Sie arbeiten selbstständig in einem Atelier in Berlin. Wie sieht Ihr Designprozess aus? Und was macht Ihnen in diesem Prozess am meisten Spaß?
Es ist etwas abhängig vom Projekt, doch meistens entsteht ein neues Design aus der Faszination für ein Material oder eine bestimmte handwerkliche Technik. Am meisten Spaß habe ich beim Experimentieren in der Werkstatt. Ich arbeite gern mit Techniken, die ich noch nicht kenne und vermische traditionelle Prozesse mit innovativen Ansätzen.
Wo sehen Sie in der Zukunft die größten Chancen und Notwendigkeiten im Design?
Das Design muss für die Probleme der Zukunft lösungsorientiert ausgearbeitet sein. Neben der Verwendung von nachhaltigen Materialien und Prozessen finde ich es weiterhin wichtig, dass es Produkte gibt, zu denen wir emotionale Bindungen aufbauen können.
„Neben der Verwendung von nachhaltigen Materialien und Prozessen finde ich es weiterhin wichtig, dass es Produkte gibt, zu denen wir emotionale Bindungen aufbauen können.“
Und was sind Ihre Ziele und Wünsche für die Zukunft?
Ich arbeite sehr frei und künstlerisch, und hoffe, dass ich das weiterhin tun kann. Ich möchte mich mehr mit neuen Technologien beschäftigen, aber immer die Verbindung zu traditionellen Techniken erhalten.
Haben Sie einen besonderen Trick, um sich auch bei unangenehmen Aufgaben genügend Motivation zu verschaffen?
Nein, ich verwende keine spezielle Methode. Vielleicht eine Runde spazieren gehen.
Haben Sie einen Ratschlag an Nachwuchsdesigner?
Ich denke, es ist immer wichtig, die Projekte möglichst oft zu zeigen. Die Teilnahme an einer Messe ist ein guter Start, um Kontakte zu knüpfen. Professionelle Fotos sind auch immer hilfreich, um Aufmerksamkeit von Design-Blogs und der Presse zu bekommen. Auch das Vernetzen und der Austausch mit anderen Designern bringen sehr viel für die eigene Entwicklung.

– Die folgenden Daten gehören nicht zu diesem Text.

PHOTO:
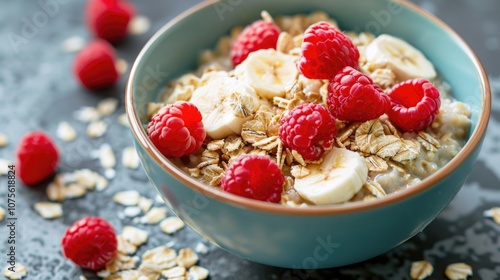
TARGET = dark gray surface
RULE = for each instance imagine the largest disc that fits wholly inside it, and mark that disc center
(37, 91)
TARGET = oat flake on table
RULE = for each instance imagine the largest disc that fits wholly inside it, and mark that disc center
(458, 271)
(421, 270)
(171, 225)
(49, 210)
(96, 129)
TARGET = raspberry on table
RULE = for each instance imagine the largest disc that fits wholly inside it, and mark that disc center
(109, 19)
(37, 158)
(94, 66)
(414, 104)
(309, 129)
(262, 34)
(177, 129)
(326, 51)
(352, 96)
(254, 176)
(90, 243)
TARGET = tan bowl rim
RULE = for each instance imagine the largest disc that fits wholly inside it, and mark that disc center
(352, 207)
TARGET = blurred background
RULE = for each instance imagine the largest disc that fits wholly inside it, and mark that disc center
(38, 91)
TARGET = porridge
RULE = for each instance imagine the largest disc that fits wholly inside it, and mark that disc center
(403, 127)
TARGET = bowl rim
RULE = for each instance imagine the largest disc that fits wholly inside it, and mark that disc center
(242, 202)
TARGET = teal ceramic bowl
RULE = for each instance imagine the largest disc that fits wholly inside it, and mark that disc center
(316, 237)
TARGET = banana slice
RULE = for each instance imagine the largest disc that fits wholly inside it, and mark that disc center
(341, 174)
(402, 58)
(225, 104)
(269, 72)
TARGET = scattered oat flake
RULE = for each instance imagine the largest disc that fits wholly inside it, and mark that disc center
(74, 191)
(49, 210)
(421, 270)
(124, 246)
(154, 216)
(96, 129)
(198, 272)
(123, 120)
(145, 204)
(201, 248)
(127, 198)
(73, 44)
(150, 270)
(177, 271)
(171, 225)
(102, 183)
(130, 159)
(124, 275)
(4, 140)
(139, 25)
(2, 213)
(186, 257)
(107, 106)
(458, 271)
(135, 235)
(493, 213)
(110, 173)
(87, 114)
(107, 156)
(19, 271)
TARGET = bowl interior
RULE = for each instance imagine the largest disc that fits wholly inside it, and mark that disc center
(175, 48)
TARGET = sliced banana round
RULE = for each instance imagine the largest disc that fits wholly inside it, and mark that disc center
(225, 104)
(341, 174)
(402, 58)
(269, 72)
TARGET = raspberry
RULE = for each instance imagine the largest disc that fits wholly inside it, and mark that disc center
(254, 176)
(325, 51)
(309, 129)
(95, 66)
(262, 34)
(352, 96)
(414, 104)
(177, 129)
(37, 158)
(90, 243)
(109, 19)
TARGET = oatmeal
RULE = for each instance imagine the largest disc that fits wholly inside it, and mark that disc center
(386, 143)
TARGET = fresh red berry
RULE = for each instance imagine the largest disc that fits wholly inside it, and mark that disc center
(352, 96)
(326, 51)
(95, 66)
(309, 129)
(254, 176)
(90, 243)
(262, 34)
(414, 104)
(37, 158)
(177, 129)
(109, 19)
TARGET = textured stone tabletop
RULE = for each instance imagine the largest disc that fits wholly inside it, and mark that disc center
(38, 91)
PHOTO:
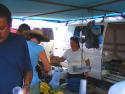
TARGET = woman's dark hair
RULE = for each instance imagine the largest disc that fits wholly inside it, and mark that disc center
(76, 40)
(5, 12)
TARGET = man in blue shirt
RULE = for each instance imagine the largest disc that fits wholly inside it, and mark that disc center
(15, 65)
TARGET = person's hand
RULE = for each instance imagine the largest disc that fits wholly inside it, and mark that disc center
(26, 90)
(86, 74)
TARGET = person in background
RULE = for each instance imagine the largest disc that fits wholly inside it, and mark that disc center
(23, 29)
(77, 68)
(15, 64)
(37, 53)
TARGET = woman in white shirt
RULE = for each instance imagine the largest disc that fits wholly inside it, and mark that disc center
(77, 67)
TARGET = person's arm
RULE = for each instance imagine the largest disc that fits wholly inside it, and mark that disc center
(45, 61)
(27, 81)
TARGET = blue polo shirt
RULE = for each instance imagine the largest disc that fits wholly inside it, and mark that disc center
(14, 61)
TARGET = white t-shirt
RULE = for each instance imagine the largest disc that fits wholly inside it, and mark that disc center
(75, 66)
(118, 88)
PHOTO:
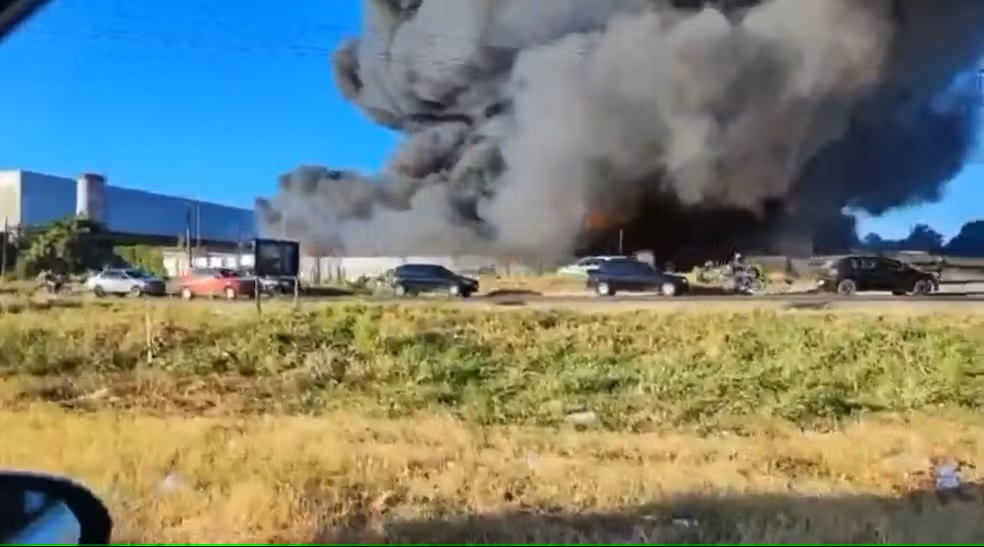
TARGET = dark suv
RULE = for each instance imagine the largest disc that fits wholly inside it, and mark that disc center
(612, 276)
(413, 279)
(852, 274)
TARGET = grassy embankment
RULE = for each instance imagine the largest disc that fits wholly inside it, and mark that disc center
(435, 424)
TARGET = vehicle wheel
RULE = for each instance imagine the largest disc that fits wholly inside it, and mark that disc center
(847, 287)
(922, 288)
(604, 289)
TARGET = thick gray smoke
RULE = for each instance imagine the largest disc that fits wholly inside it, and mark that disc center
(522, 116)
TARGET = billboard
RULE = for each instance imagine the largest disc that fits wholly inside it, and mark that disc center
(276, 257)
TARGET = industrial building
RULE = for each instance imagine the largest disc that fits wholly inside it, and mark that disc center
(29, 199)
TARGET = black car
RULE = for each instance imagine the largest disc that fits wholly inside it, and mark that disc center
(413, 279)
(852, 274)
(612, 276)
(272, 284)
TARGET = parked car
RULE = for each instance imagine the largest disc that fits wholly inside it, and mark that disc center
(271, 284)
(628, 275)
(858, 273)
(125, 281)
(413, 279)
(587, 264)
(213, 282)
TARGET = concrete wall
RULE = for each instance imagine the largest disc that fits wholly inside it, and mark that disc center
(34, 198)
(140, 212)
(45, 198)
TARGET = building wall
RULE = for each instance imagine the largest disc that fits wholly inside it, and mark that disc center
(34, 198)
(139, 212)
(10, 197)
(45, 198)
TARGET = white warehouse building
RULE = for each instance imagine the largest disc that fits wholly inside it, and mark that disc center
(29, 199)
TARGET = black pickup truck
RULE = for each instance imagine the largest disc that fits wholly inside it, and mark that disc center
(627, 275)
(413, 279)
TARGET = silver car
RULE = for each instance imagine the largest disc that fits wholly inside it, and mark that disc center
(125, 282)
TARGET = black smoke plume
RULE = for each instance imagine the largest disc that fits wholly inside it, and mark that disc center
(693, 127)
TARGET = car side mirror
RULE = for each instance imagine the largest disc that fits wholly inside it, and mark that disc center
(39, 509)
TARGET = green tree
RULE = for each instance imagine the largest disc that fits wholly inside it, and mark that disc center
(69, 245)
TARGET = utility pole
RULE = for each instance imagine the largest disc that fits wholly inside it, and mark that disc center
(6, 243)
(188, 236)
(198, 225)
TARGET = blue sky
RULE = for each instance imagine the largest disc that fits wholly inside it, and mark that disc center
(213, 99)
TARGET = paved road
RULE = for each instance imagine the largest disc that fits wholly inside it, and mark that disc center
(575, 299)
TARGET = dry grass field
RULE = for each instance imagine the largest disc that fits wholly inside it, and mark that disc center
(439, 424)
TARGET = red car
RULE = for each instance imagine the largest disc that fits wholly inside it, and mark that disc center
(214, 282)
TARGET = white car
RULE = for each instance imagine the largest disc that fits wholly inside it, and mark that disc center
(584, 266)
(125, 281)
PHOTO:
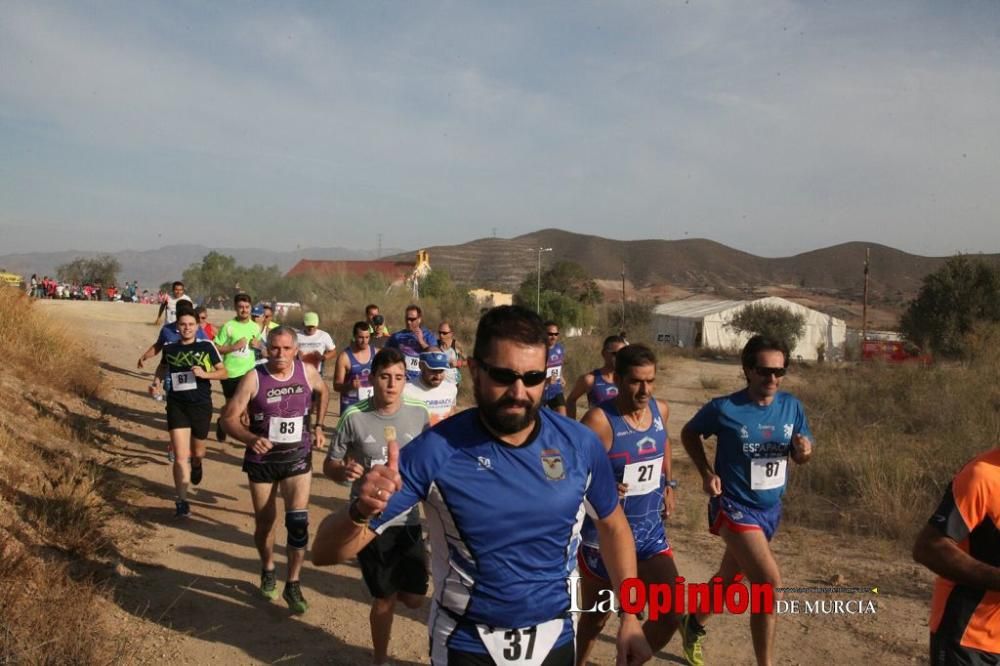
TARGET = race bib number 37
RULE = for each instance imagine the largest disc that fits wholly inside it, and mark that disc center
(767, 473)
(527, 646)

Welche Rolle sollten Design-Institutionen wie das IDZ in der Gegenwart und Zukunft spielen?
Ich habe das Gefühl, dass viele Designer nicht genau wissen welche Design-Institutionen es überhaupt gibt, wofür sie stehen und was dort passiert. Es wäre gut, wenn es eine bessere Verknüpfung mit den Universitäten gäbe, damit schon die Designstudenten einem Netzwerk beitreten können. Es müsste mehr Austausch zwischen den verschiedenen Institutionen geben.